In Another Century

Thu, 02/28/2019 - 7:30pm

It is a strange thing not to be exceedingly, record-breakingly old, but remember so clearly a world so different from the one we know.

Technology has erased boundaries and miles even as it has built walls, taking away the communications  that required some thought and effort, a pen and paper vs a keyboard, a stamp — and on Block Island — a trip to the Post Office, not the striking of a “send” button.

It is for everyone but here, it seems it must be even more so. On a gray Sunday, with a building sea and strong winds forecast to continue through the next day, I left church and thought the boat was stalled in the Old Harbor, seeming frozen in place. It was time for arrival and the vessel had turned and was backing into the ramp, the lack of motion an illusion.

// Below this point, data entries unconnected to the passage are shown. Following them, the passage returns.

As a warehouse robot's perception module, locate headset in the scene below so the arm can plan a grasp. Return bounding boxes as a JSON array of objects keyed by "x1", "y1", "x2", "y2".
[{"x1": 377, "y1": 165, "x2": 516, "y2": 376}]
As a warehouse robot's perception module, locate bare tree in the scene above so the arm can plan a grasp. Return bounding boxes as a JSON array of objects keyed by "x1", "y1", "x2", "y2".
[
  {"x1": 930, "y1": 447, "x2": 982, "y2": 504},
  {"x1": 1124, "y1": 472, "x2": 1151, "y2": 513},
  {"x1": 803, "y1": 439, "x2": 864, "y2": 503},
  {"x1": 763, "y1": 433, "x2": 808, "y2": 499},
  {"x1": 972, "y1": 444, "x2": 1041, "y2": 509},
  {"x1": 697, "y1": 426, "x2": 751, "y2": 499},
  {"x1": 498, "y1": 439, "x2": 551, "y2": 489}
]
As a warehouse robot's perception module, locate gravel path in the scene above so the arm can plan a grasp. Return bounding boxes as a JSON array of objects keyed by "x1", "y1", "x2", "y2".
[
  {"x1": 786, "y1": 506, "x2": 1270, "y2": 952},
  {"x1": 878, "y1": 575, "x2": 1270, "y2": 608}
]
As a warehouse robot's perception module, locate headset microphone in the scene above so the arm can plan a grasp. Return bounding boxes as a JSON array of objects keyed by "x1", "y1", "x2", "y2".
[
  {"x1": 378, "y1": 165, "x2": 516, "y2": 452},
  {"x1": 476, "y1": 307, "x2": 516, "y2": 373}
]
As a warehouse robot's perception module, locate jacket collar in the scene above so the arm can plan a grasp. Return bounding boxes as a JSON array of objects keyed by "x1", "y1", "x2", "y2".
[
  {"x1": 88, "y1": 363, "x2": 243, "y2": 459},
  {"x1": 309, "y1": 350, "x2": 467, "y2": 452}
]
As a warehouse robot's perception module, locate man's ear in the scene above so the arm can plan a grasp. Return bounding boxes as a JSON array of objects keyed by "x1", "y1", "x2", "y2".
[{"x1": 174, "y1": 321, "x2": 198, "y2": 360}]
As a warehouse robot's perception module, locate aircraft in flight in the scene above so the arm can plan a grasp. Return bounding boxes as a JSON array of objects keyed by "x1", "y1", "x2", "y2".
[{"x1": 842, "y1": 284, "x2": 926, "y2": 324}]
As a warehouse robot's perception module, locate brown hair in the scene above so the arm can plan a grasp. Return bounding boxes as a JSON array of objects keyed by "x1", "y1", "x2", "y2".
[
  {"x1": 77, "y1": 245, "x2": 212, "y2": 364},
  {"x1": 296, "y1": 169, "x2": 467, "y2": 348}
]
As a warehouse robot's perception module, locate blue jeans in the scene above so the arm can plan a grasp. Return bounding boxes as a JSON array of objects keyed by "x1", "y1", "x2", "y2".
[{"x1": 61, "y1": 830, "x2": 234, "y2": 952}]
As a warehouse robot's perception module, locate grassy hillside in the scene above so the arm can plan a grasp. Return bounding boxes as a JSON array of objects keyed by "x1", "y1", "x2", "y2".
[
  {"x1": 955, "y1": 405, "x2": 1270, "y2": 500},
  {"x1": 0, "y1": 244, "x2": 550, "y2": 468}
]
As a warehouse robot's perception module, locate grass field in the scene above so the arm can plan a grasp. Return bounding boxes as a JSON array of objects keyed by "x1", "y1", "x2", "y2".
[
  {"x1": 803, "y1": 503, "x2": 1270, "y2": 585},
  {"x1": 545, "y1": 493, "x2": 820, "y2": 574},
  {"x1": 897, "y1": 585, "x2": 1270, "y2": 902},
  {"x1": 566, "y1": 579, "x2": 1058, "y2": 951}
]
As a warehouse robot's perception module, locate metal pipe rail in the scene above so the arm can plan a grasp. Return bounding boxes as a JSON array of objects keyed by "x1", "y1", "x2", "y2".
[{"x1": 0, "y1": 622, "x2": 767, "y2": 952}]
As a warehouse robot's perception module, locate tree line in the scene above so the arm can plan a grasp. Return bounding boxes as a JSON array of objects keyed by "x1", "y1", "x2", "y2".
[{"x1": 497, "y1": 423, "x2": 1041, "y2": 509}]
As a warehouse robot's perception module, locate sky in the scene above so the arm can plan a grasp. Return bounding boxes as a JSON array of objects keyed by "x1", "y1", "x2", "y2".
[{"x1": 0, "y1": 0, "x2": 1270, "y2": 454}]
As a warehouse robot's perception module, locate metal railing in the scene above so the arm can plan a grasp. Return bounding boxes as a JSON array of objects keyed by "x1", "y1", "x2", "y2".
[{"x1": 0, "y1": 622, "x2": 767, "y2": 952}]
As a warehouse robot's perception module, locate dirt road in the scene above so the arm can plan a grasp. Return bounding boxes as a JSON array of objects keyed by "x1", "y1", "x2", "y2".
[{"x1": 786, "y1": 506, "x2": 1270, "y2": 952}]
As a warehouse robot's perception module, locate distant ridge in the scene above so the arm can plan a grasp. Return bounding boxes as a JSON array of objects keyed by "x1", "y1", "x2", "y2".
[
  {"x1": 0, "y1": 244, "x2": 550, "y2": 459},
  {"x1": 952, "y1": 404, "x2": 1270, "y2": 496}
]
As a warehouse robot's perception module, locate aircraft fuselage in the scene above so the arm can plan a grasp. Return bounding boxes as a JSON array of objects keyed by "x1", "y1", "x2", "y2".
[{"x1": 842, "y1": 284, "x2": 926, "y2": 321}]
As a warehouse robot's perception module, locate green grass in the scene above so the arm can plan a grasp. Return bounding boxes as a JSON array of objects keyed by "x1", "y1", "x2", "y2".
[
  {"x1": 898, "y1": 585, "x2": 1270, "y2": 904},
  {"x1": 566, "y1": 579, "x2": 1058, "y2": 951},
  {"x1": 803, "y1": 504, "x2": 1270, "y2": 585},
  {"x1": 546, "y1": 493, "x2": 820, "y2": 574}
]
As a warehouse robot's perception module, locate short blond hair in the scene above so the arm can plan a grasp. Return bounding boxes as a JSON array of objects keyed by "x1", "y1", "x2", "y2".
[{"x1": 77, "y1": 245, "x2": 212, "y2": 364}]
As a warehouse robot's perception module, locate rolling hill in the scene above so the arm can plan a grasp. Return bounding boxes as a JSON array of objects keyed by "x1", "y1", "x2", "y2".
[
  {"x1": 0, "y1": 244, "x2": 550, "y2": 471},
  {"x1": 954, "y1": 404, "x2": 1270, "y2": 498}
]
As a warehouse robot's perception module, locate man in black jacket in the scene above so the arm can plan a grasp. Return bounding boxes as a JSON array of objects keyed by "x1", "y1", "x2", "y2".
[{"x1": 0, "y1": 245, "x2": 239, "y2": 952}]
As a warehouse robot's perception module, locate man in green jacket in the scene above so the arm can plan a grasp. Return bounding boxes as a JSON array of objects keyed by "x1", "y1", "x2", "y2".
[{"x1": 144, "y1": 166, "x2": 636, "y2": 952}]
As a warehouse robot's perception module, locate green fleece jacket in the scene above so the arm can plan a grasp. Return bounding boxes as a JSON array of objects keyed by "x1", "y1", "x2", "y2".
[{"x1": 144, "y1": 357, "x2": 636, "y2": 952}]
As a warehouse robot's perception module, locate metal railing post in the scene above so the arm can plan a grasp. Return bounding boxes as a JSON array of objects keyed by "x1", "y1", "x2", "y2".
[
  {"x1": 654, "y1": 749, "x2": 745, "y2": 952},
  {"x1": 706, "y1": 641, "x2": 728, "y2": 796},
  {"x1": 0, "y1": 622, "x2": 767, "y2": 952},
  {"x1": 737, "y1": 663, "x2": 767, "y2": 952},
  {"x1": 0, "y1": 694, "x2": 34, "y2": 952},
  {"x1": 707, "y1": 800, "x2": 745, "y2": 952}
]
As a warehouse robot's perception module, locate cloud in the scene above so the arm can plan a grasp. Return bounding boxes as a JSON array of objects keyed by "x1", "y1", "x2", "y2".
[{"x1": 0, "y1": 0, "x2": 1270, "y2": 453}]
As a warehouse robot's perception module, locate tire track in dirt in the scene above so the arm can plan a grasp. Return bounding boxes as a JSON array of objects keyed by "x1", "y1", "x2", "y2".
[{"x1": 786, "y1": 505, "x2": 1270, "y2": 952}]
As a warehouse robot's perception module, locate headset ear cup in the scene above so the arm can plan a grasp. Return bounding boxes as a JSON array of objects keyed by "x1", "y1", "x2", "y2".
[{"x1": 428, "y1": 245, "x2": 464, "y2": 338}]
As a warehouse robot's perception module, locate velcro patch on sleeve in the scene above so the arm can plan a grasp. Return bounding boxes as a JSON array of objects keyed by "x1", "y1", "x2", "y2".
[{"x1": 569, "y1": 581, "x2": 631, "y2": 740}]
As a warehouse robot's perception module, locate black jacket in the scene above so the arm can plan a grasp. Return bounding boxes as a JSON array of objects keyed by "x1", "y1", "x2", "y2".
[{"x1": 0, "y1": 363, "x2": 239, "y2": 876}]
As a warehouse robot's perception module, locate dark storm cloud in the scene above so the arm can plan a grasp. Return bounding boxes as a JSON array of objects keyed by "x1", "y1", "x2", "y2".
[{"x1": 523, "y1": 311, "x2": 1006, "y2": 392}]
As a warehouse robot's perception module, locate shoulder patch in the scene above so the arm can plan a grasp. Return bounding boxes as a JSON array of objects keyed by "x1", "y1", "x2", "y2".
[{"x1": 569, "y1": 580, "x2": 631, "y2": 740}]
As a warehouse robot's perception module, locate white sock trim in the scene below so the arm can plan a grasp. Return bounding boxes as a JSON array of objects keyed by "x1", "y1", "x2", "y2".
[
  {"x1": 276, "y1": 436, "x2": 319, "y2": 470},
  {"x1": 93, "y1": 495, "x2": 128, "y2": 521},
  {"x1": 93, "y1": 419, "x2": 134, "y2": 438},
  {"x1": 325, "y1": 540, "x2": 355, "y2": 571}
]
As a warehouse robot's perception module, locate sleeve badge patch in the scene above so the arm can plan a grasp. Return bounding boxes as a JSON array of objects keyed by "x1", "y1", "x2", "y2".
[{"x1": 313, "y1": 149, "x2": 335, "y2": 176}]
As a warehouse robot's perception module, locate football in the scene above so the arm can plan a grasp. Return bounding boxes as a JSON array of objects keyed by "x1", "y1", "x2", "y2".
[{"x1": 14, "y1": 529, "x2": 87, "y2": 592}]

I do know the time of the mid-day boat on Sunday, from a long-ago trip when I was still thinking I had to be there much earlier than I did in deep winter, and being startled to find an empty slip. Perhaps it was the emptiness of the whole scene that confused me; from my spot on Water Street the gates were closed, the pavement wet, the usual greeting gathering, sparse as it might be on a late February day, absent. The cars backed up in a last gasp effort to escape before Tuesday at the earliest were just out of my first glance range of vision.

The fact of that Sunday boat is a mark of that changed world. There was none when I was growing up, a fact that eluded me for decades. Our little winter carrier, the Sprigg Carroll, carried few cars and our trips with a vehicle were infrequent, and those we did take had to be tailored around my mother's duties as organist at church as well as school.

No Sunday boat was never a topic of conversation that I recall.

Which carries me back Feb. 24, 1967, the Day the Deer Arrived.

My mother and I were returning from a school vacation trip on the Sprigg, a passage notable only because of large wooden crates on the freight deck. What was in them, my mother asked someone, a deckhand, perhaps, who told her “deer.” It seemed quite unlikely but there were, she insisted, sounds coming from within them.

The boat docked; people were milling about as they usually were when that one predictable event of the winter day took place. A school year book of that era even devoted a page to captioned photos of “meeting the boat.”

The deer — or whatever was in those crates, deer had to have been a joke — were upstaged when a local man burst into the small aft cabin. He was a freight hauler but the world was a looser place back then, someone could come to the cabin to make an announcement. It was not unexpected that his wife had given birth that morning, that the baby was a girl was news. Then, after a studied pause he added “and then. . .” the second girl came along and suddenly there were twins!

That was news, in the days before science gave us certainty and cell phones immediate information.

And so the date the deer arrived became etched in stone, easy enough to find with a simple “when's the twins' birthday?” call to an older sibling.

He was off and attention turned back to the boxes being loaded onto a truck (trucks?). It was February in 1967, and something was happening. We did not get off the boat and head home; there was never a stream of cars pouring purposefully onto land. If not everyone, most people on the boat, and at the dock, became part of a procession heading up High Street, then Payne Road, and to a meadow where the crates were unloaded, pried open, and four, surely terrified, deer bounded off into the brush.

Sometime in the late 70's, when conversations turned to deer hunting, Fish and Wildlife personnel  came over for a meeting at the library. They brought with them slides of that day, including a line of people, watching. There I was, in a blue coat I recognized, and likely remembered because it had come not from the Sear Roebuck catalog, rather a store on the mainland, quite the exciting purchase back then.

Again, the world has changed, and gone back again; now we order on-line, a convenience, not a rural mail-order stigma.

I think the photos, or some of them, were reproduced years back in an article about deer, in this paper, but in grainy black and white, not the color of the slides. I do not recall snow on the ground, just the usual late February drab, enlivened with the news of twins and arrival of deer.

Then we went home and unloaded the groceries and I did not see a deer for perhaps ten years, and then a lone creature on Pilot Hill Road.

The weather had to have been fine in 1967, the State would not have made the trip otherwise.

This year, the day began with slamming wind and rain, this deluge that seems to have been going on for a very long time, turning my road, again, to a pair of silver streams, filling the swales, again, with water.  It had abated by noon, when the fog-shrouded boat was backing into the ramp, and I found myself, in February, while not longing for battering storm winds, at least welcoming the knowledge that they would help dry the land.

The Sunday boat slipped out on schedule and did not return until Tuesday, leaving behind an old-time empty island, then came a windy and sunny Monday with a desolation that left me wondering if there were as many people here as had been in February, 1967 when following a truck (trucks?) to an undisclosed destination was just what we did.